Um dos motivos que explicam a projeção mais pessimista é o elevado nível de informalidade no Brasil. Com o distanciamento social imposto pela covid-19, trabalhadores sem carteira assinada ou CNPJ viram o faturamento desabar. É o caso, por exemplo, de vendedores ambulantes ou motoristas de aplicativos de transporte.
– Com alto nível de informalidade, países em desenvolvimento tendem a ampliar a desigualdade social. Muitos informais têm o ganha-pão no dia a dia. Precisam estar na rua para conseguir renda. Com o distanciamento, esse público sente mais – pontua o economista Felipe Garcia, professor da Universidade Federal de Pelotas (UFPel).
O número de informais passou a crescer com a recessão de 2015 e 2016, alcançando no Rio Grande do Sul a marca de 1,9 milhão de trabalhadores no quarto trimestre de 2019, conforme o Instituto Brasileiro de Geografia e Estatística (IBGE).
No país, o dado mais recente corresponde ao período de janeiro a março. No intervalo, o Brasil tinha 36,8 milhões de profissionais sem registro formal. O grupo respondia por 39,9% do mercado de trabalho nacional à época.
– A informalidade é uma das grandes chagas da desigualdade. É causa e consequência desse problema. Trabalhadores autônomos estão sendo muito penalizados pela pandemia – observa o economista Ely José de Mattos, professor da Escola de Negócios da PUCRS.

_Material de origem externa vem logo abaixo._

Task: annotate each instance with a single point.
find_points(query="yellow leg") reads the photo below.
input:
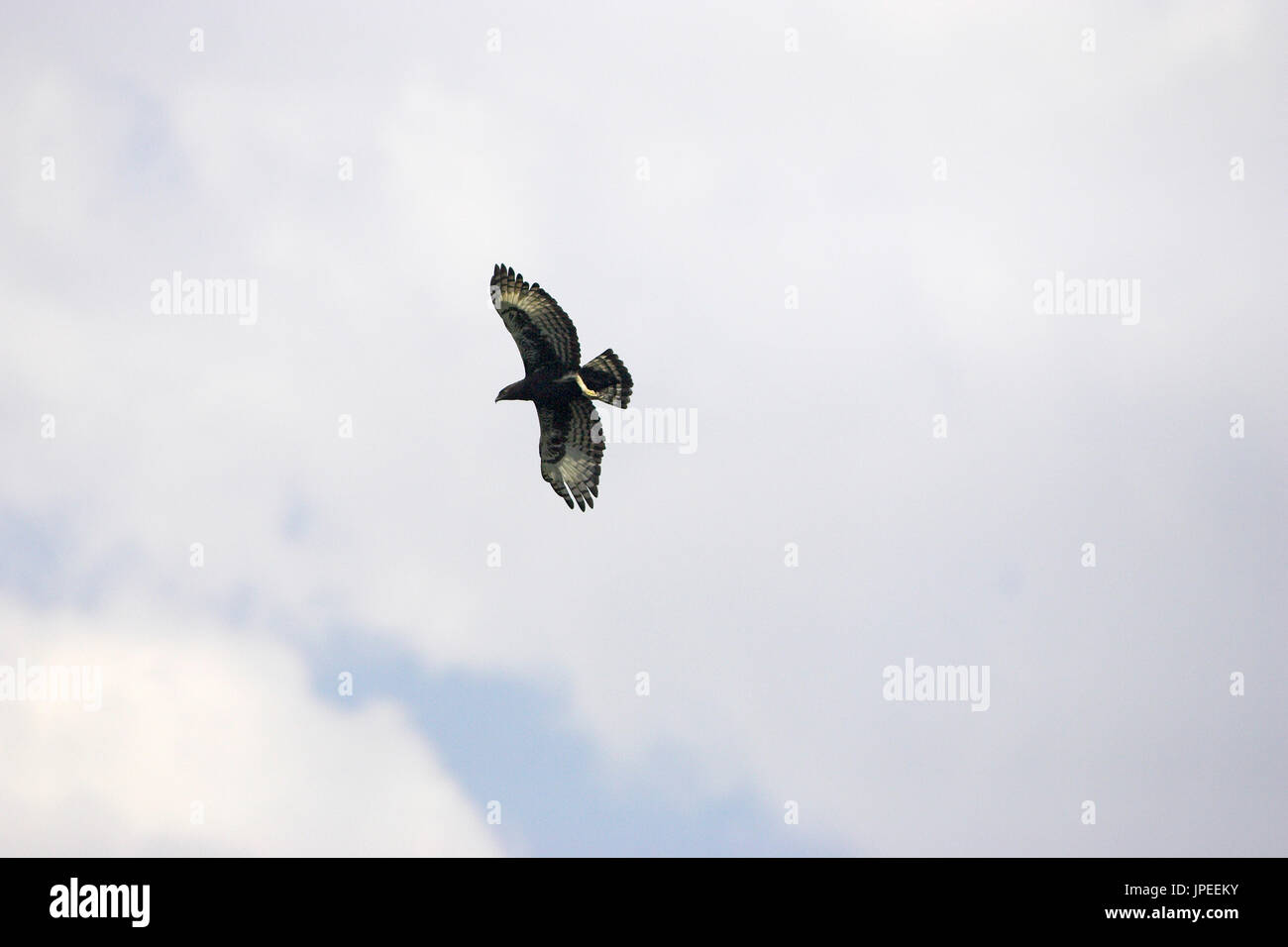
(584, 389)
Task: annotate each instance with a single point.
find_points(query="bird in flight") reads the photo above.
(572, 438)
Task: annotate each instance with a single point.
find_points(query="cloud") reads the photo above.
(210, 742)
(767, 170)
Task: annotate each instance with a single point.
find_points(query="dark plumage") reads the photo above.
(572, 440)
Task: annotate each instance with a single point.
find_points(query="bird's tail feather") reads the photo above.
(608, 379)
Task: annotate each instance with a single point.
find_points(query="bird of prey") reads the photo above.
(572, 438)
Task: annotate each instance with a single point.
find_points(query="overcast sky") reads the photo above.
(820, 236)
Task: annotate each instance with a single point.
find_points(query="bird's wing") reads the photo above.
(545, 335)
(572, 449)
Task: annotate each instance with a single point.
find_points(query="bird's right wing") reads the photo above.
(545, 335)
(572, 449)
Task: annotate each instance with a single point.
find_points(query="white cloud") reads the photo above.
(200, 719)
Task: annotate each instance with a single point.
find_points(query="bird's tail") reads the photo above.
(608, 379)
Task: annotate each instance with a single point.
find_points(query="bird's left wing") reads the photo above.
(545, 335)
(572, 449)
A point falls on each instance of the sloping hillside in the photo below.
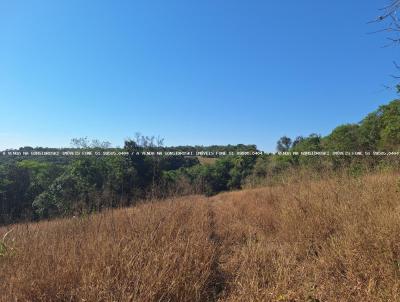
(331, 240)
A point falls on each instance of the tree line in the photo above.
(33, 188)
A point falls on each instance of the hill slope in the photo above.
(331, 240)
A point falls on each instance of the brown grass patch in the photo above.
(328, 240)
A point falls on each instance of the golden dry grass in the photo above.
(328, 240)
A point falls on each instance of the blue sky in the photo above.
(194, 72)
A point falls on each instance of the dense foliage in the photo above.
(44, 187)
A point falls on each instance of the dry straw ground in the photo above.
(330, 240)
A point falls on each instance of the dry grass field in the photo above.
(329, 240)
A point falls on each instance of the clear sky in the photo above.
(194, 72)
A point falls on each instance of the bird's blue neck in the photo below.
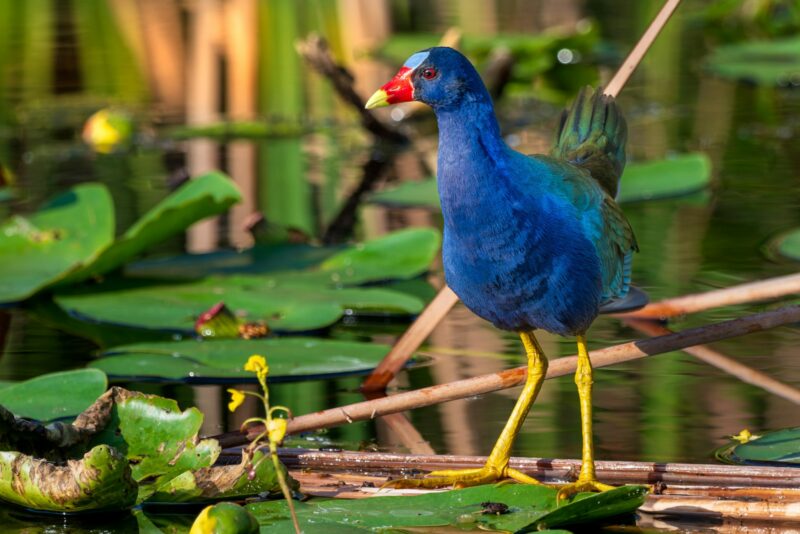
(472, 153)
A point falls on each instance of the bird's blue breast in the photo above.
(515, 252)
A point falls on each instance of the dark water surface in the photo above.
(669, 408)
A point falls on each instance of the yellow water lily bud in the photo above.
(276, 430)
(257, 364)
(237, 398)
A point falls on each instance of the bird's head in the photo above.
(440, 77)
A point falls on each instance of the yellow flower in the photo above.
(237, 398)
(257, 364)
(276, 429)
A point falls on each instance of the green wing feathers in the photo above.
(592, 135)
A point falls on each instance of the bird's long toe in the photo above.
(580, 486)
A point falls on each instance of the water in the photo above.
(669, 408)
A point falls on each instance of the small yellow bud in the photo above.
(257, 364)
(276, 429)
(237, 398)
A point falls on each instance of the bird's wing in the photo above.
(602, 220)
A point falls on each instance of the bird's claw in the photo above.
(581, 485)
(462, 478)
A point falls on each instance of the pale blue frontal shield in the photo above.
(416, 60)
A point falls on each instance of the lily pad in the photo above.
(762, 62)
(101, 480)
(202, 197)
(673, 177)
(294, 358)
(289, 301)
(529, 508)
(40, 249)
(786, 245)
(54, 395)
(781, 447)
(71, 238)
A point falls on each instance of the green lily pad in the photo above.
(290, 301)
(786, 245)
(221, 482)
(529, 507)
(101, 480)
(293, 358)
(71, 238)
(158, 439)
(668, 178)
(202, 197)
(40, 249)
(762, 62)
(54, 395)
(678, 176)
(778, 447)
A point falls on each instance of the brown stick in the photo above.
(635, 57)
(435, 312)
(613, 472)
(724, 363)
(410, 341)
(761, 290)
(512, 377)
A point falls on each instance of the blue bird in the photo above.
(530, 242)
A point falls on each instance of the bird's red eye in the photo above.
(429, 73)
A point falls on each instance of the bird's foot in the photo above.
(581, 485)
(462, 478)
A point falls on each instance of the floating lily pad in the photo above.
(289, 359)
(781, 447)
(678, 176)
(529, 508)
(40, 249)
(70, 239)
(292, 301)
(786, 244)
(54, 395)
(763, 62)
(202, 197)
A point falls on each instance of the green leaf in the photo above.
(221, 482)
(678, 176)
(781, 446)
(291, 358)
(528, 507)
(101, 480)
(763, 62)
(282, 304)
(54, 395)
(786, 244)
(40, 249)
(158, 439)
(398, 255)
(667, 178)
(202, 197)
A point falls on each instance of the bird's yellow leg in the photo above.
(496, 468)
(587, 481)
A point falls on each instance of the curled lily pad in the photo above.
(54, 395)
(101, 480)
(290, 358)
(528, 508)
(677, 176)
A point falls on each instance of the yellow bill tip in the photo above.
(378, 100)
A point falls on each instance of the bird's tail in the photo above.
(592, 135)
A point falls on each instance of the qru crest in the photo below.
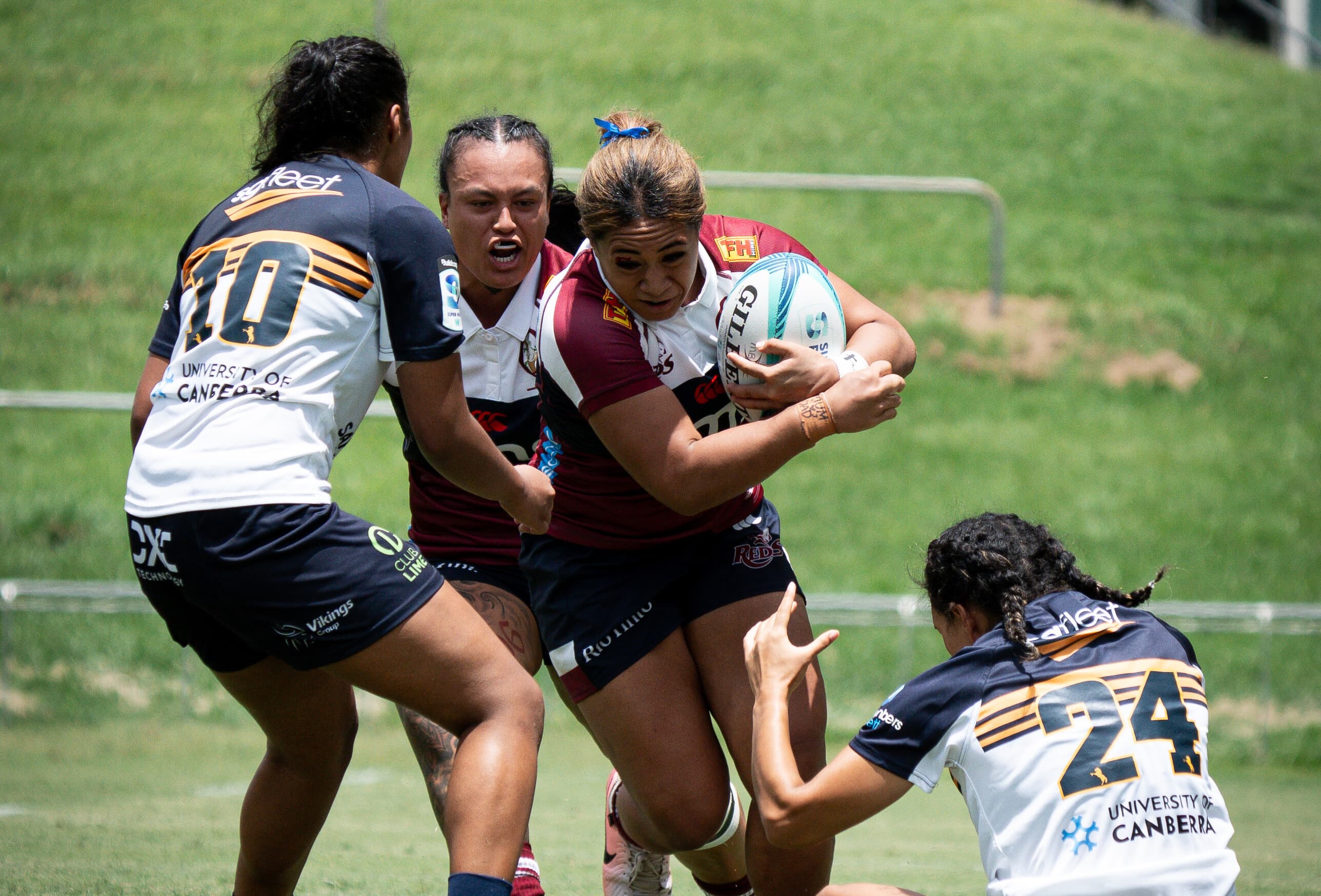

Na pandemia, o governo Bolsonaro fechou acordo com o Congresso e anunciou o auxílio emergencial de R$ 600, por três meses, para informais. Diante da crise, Neri ressalta a importância da transferência de renda para a população. O economista ainda alerta sobre postura "ambígua" do governo:
– Ao aumentar os gastos fiscais, o governo quer viabilizar a permanência das pessoas em casa, só que o presidente fala em ir para a rua. É como se um carro fosse acelerado e freado ao mesmo tempo.
Nas últimas semanas, o auxílio de R$ 600 gerou filas em agências da Caixa no país. Para Garcia, que foi secretário adjunto de Política Econômica do Ministério da Economia em 2019, a dificuldade para fazer a ajuda chegar a quem mais precisa reflete erros históricos:
– Temos projetos sociais que não se conversam, foram construídos a partir de demandas momentâneas ao longo do tempo. Tanto é que o governo precisou correr para colocar porção de gente para dentro do auxílio de R$ 600.
Reflexos no desenvolvimento
O aumento da desigualdade social é um dos fatores que podem comprometer o desenvolvimento de um país. No caso brasileiro, além de prejudicar os mais pobres, tende a abalar a produtividade da economia, sublinha Ely José de Mattos, professor da Escola de Negócios da PUCRS:
– A desigualdade atinge o capital humano. A consequência é a baixa produtividade da economia. Por exemplo, poderíamos espalhar fábricas de chips pelo Brasil, mas não teríamos profissionais capacitados para preencher todas as vagas.
Em 2019, o indicador de produtividade do trabalho no Brasil caiu 1% na comparação com 2018, aponta pesquisa da Fundação Getulio Vargas. Isso quer dizer que a capacidade do país de elaborar bens e serviços, em um mesmo recorte de tempo, registrou baixa.
Para Ely, o combate à desigualdade começa com a transferência de renda para a população. Na opinião do economista, o auxílio de R$ 600 a trabalhadores informais é uma "boa política", mas precisaria ser estendido para mais de três meses.
Professor da Universidade Federal de Pelotas, Felipe Garcia diz que a crise do coronavírus deixou à mostra a penúria fiscal vivida pelo país. As restrições nas contas públicas dificultam medidas de auxílio, completa:
– A relevância do compromisso com o quadro fiscal aparece em períodos como este. Agora é hora de dar dinheiro aos mais pobres e crédito para as empresas. Depois da crise, isso tem de ser revisto.